There is something fiercely gratifying about hearing a sump pump working below you, every four or five minutes motoring from the basement bowels, and then the spilling waters leaving what could have occupied your house, bound for the filtering of soil and sand and rock.
I have been listening to that sound all day, glad we put in the pump after last spring’s 6 inches of standing water in our basement that took out the whole of what was once the Rec Room. I like rain. I am the daughter of farm people. I know the power of “a good rain.”
“We need the rain” was the solution to many soggy Saturdays in my youth. And the phrase I used to justify my children’s last week. It’s a sales pitch. And in forest fire terrain, it’s something they understand not unlike like the children of corn and soy bean farmers in Illinois.
But I didn’t expect the rain I got just now, in my house, not from a leaking gutter or a high water table, but from my own doing. I ran my bath, water on water, and went outside to photograph the dripping garden. I had on tennis socks and pocketed them into flip flops—very fashionable. Who cares. I live in rural Montana. And there is a world outside to behold.

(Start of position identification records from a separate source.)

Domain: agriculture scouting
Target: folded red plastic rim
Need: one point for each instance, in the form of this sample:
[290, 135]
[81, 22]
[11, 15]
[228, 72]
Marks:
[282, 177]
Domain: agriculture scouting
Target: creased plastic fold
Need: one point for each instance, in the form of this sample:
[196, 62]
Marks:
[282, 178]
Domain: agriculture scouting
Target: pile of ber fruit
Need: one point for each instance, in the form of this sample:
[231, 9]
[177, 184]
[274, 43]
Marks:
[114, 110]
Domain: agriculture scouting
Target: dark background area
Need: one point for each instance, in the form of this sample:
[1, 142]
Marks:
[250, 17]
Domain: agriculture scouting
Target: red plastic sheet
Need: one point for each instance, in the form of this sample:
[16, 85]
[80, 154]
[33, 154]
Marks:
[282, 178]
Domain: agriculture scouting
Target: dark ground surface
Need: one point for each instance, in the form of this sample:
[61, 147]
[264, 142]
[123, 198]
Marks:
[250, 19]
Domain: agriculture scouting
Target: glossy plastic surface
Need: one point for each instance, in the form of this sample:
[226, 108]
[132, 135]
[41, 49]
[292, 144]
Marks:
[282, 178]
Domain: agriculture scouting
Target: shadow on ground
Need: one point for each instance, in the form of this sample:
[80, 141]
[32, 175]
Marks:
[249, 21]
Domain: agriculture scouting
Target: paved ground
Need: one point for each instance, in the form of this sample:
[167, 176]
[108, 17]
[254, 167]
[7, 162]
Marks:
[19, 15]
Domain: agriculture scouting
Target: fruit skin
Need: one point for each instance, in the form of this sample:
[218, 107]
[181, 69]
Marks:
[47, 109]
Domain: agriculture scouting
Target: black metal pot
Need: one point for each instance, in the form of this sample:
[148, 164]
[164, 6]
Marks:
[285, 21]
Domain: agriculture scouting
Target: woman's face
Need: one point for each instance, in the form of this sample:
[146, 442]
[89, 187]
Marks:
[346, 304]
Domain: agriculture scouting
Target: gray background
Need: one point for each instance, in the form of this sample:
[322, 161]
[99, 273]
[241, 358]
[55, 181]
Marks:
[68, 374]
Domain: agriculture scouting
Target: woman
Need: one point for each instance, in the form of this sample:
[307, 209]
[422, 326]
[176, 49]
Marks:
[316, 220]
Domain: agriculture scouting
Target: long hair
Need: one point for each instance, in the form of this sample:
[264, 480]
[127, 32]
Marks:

I love how water plays on flowers.
And when I returned to the warmth and dry of my house, there was the sound of sump pump. Only not where I was used to it motoring away all day. It was somewhere central and wrong. I listened and waited. My son yelled, “Mommy, it’s raining in the kitchen!” And it was. I’d overflown the bathtub!
My socks are very wet now. And my pride too. This is a very wet day.